According to The Epoch Times, Hangzhou Number 11 High School has installed three cameras at the front of the classroom to scan student faces every 30 seconds to analyze facial expressions and detect student moods. The different moods being recognized by the system — surprised, sad, antipathy, angry, happy, afraid, neutral — are recorded and averaged during the course of each class period.
A display screen, visible only to the teacher, shows the resulting data in real-time with pre-determined value ranges being used as a guide to decide whether a student is paying attention. The screen also displays for the teacher a running list of student names deemed to be not paying attention.
The school is dubbing the facial recognition technology a “smart classroom behavior management system.” The system is also able to analyze certain student actions and group them into behavioral categories that include reading, listening, writing, standing up, raising a hand and leaning on a desk.

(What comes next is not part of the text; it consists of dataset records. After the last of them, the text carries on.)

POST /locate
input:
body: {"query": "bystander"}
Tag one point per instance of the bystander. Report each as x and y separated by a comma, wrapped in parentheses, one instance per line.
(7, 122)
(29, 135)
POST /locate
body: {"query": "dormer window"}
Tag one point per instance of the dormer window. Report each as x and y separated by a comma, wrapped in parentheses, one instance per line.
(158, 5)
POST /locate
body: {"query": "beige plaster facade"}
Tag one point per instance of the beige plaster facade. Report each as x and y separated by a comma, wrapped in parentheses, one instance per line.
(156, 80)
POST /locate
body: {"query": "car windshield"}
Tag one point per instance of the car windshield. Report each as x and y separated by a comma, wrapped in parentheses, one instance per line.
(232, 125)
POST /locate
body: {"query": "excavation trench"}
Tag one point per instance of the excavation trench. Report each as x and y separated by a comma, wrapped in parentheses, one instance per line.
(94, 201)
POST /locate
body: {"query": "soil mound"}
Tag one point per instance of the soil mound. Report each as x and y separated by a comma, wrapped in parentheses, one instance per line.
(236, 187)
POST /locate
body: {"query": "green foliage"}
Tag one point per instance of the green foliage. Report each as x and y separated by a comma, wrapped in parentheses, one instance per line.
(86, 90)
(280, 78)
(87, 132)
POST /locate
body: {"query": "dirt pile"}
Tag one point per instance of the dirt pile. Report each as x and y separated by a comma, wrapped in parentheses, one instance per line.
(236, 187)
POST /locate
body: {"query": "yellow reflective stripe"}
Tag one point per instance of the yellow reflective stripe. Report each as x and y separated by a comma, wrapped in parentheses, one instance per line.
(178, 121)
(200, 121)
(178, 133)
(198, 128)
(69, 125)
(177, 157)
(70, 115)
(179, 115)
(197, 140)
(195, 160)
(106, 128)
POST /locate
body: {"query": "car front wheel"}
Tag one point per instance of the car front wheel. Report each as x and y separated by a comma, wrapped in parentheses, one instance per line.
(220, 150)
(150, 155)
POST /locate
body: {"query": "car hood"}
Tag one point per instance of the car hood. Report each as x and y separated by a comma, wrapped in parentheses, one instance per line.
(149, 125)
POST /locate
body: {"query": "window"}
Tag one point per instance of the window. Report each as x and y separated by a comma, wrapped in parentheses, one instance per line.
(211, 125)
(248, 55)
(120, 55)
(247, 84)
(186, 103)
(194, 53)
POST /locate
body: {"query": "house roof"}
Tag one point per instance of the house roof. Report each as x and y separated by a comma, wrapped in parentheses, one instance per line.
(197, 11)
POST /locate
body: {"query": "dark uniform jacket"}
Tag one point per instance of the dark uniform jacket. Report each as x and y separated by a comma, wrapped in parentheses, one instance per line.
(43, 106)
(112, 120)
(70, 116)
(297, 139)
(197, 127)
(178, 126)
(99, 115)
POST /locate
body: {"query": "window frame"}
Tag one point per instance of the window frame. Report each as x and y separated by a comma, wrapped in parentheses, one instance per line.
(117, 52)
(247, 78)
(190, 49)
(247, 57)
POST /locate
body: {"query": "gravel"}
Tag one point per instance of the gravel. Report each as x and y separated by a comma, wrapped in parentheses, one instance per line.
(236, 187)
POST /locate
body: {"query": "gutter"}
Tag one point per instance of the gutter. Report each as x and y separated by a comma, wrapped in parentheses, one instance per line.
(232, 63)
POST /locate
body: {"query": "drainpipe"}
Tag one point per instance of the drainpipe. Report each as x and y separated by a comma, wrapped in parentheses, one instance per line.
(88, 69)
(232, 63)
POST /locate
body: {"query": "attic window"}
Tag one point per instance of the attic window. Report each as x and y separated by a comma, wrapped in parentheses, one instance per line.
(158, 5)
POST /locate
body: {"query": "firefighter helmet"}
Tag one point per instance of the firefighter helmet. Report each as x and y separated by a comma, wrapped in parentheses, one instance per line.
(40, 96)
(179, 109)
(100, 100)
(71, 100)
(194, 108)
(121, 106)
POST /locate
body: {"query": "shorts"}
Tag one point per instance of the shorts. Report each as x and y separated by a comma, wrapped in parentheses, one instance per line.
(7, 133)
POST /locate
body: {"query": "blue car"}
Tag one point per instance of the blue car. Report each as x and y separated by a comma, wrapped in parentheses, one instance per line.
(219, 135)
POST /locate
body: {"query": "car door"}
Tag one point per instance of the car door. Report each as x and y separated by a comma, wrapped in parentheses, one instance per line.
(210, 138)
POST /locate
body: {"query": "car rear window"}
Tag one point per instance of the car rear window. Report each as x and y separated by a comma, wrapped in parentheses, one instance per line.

This initiative marks just the latest in a growing number of biometric deployments in Chinese schools. Another recent biometric implementation in the region has seen some 300 students at a university in the eastern city of Nanjing stand in front of an interactive tablet screen when entering lectures. Using facial recognition, photos taken at the tablet screen are then matched against those logged in the university’s database to log student attendance.